Era como un león gigante, con un escorpión en lugar de cola y alas de murciélago dobladas en su espalda. Su rostro parecía humano, pero retorcido en una mueca de odio. Su piel tenía escamas de bronce.
—¿Qué diablos es eso? —grité.
—Una mantícora —respondió Hermes—. No debería estar aquí… A menos que alguien la haya enviado.
La criatura rugió, haciendo estallar las luces del techo.

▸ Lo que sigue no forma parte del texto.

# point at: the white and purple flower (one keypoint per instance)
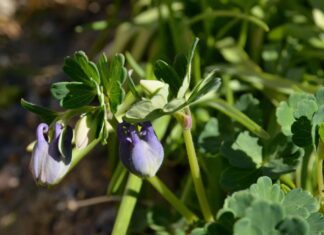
(49, 162)
(140, 150)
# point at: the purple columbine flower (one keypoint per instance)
(140, 151)
(48, 165)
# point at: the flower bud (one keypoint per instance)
(47, 164)
(141, 152)
(85, 131)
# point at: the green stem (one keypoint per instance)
(78, 154)
(229, 91)
(116, 179)
(196, 176)
(172, 199)
(173, 27)
(127, 205)
(320, 157)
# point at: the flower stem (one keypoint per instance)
(127, 205)
(196, 176)
(172, 199)
(320, 157)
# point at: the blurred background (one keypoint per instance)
(281, 40)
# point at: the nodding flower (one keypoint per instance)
(49, 162)
(140, 151)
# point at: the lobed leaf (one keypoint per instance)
(113, 75)
(45, 114)
(73, 94)
(80, 69)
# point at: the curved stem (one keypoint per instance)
(320, 157)
(127, 205)
(78, 154)
(196, 176)
(172, 199)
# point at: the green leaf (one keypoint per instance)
(113, 75)
(285, 117)
(261, 219)
(165, 72)
(283, 156)
(265, 190)
(244, 153)
(238, 203)
(318, 118)
(45, 114)
(186, 81)
(73, 94)
(293, 226)
(80, 69)
(251, 107)
(316, 223)
(302, 132)
(180, 65)
(233, 179)
(300, 203)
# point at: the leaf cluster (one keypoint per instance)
(301, 116)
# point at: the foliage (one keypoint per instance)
(251, 94)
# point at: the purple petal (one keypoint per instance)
(143, 154)
(46, 163)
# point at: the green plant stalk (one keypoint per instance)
(172, 199)
(173, 27)
(196, 176)
(320, 157)
(78, 154)
(116, 179)
(229, 91)
(127, 205)
(243, 34)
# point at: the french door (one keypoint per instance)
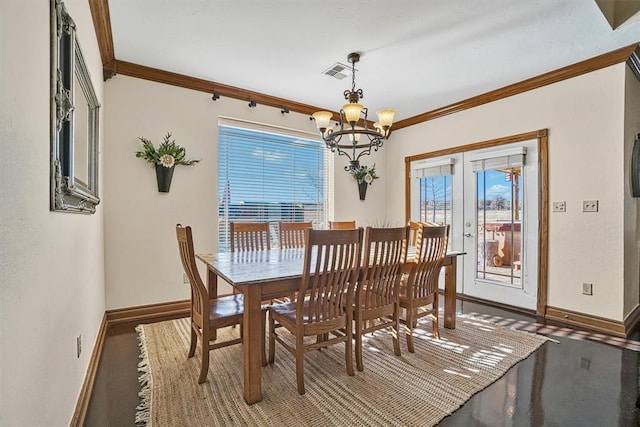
(490, 198)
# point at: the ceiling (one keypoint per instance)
(416, 56)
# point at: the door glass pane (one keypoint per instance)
(499, 218)
(435, 200)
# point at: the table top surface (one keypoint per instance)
(249, 267)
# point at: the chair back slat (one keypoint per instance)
(250, 236)
(385, 253)
(342, 225)
(431, 249)
(200, 296)
(291, 234)
(331, 267)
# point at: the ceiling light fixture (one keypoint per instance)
(359, 141)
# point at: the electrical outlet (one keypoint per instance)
(559, 206)
(589, 206)
(585, 363)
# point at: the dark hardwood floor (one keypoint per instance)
(578, 380)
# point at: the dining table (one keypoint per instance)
(270, 274)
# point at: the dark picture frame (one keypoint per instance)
(74, 120)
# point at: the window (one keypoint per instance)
(268, 174)
(434, 185)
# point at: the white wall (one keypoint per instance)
(51, 264)
(631, 218)
(141, 254)
(584, 116)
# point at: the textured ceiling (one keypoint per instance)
(416, 55)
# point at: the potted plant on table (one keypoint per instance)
(164, 158)
(365, 176)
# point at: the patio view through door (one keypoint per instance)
(490, 199)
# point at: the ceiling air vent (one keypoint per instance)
(338, 71)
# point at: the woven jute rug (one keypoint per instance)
(417, 389)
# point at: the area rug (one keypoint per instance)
(418, 389)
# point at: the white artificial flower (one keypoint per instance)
(167, 160)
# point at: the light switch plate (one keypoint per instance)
(589, 206)
(559, 206)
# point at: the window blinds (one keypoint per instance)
(508, 160)
(437, 168)
(268, 175)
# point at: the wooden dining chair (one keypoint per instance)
(416, 228)
(342, 225)
(376, 303)
(419, 288)
(291, 234)
(208, 315)
(321, 315)
(250, 236)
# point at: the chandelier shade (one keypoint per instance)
(358, 140)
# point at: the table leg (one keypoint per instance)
(450, 272)
(212, 284)
(253, 334)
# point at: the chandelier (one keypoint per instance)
(352, 140)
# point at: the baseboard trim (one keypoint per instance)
(89, 379)
(631, 321)
(148, 312)
(588, 321)
(463, 297)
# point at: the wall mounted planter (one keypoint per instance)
(163, 176)
(362, 189)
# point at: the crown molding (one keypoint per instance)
(102, 25)
(634, 62)
(555, 76)
(188, 82)
(112, 66)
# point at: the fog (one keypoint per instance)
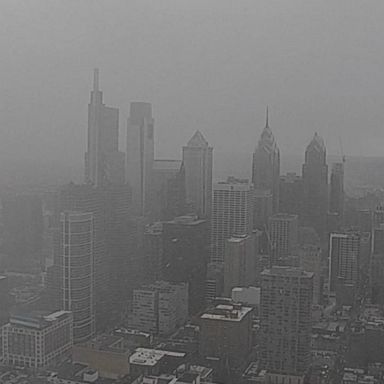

La gente a nuestro alrededor no reaccionaba. Seguían caminando, mirando sus teléfonos, como si la bestia fuera invisible.
—¿Por qué no lo ven?
—Están bajo el velo. Solo los semidioses y los dioses podemos ver más allá.
—¿Y yo soy…?
Hermes sonrió torcido.
—Lo estás descubriendo, ¿no?
La mantícora nos vio.
Y cargó.
Hermes me empujó con fuerza y saltó hacia ella. El caduceo se alargó como una lanza de energía pura. La mantícora lo embistió, pero Hermes se movió con una velocidad imposible, esquivando las garras y golpeándola en la mandíbula con una patada giratoria.
—¡Corre al vagón! ¡Ahora!
Obedecí, saltando sobre los asientos de un tren semivacío. La criatura rompió las ventanas, gritando con un chillido que helaba la sangre.
Vi cómo Hermes bailaba entre sus ataques. Era rápido, fluido. Como el viento personificado. Pero también vi su rostro endurecerse.
Estaba luchando en serio.
La mantícora lanzó su cola. Hermes la esquivó por un pelo, pero una chispa de veneno tocó su brazo. Gritó. Por primera vez, lo vi sangrar.
—¡Hermes!
—¡No te preocupes por mí! ¡Escucha! —gritó mientras giraba el caduceo y lo lanzaba directo al ojo de la bestia.
La criatura chilló. Hermes corrió hacia mí, tomándome del cuello de la camisa.
—Esto fue solo una advertencia —dijo con seriedad—. Te buscan. Alguien liberó esta criatura para matarte antes de que se cumpla la profecía.
—¿Quién?
—Aún no lo sé. Pero no puedo estar contigo todo el tiempo. Mis deberes con el Olimpo son muchos… y no todos los dioses querrán ayudarte.
—¿Entonces qué hago?
—Buscas aliados. Aprendes. Peleas.
Hermes me entregó una hoja de bronce con un símbolo grabado: un búho con ojos de esmeralda.
—Ve a Atenas. Busca a Atenea. Ella sabrá qué hacer contigo.
—¿Y tú?
Hermes miró hacia el túnel, donde los restos de la mantícora se deshacían en polvo negro.
—Yo buscaré al que liberó a esa cosa. Pero ya no puedo protegerte como antes.
Me miró con una gravedad que no había mostrado hasta entonces.
—A partir de ahora… estás solo.
Y con un destello de luz, desapareció.
**
Me quedé en el vagón vacío, con la hoja de bronce en mis manos y el eco del rugido aún temblando en mis oídos. La estación volvió a la normalidad como si nada hubiera pasado. Las personas subían y bajaban del tren, ajenas al monstruo, ajenas al caos.
Yo ya no era uno de ellos.
Y tenía un destino al que dirigirme.
Atenas.
Atenea.
Y una espada escondida por la diosa de la sabiduría.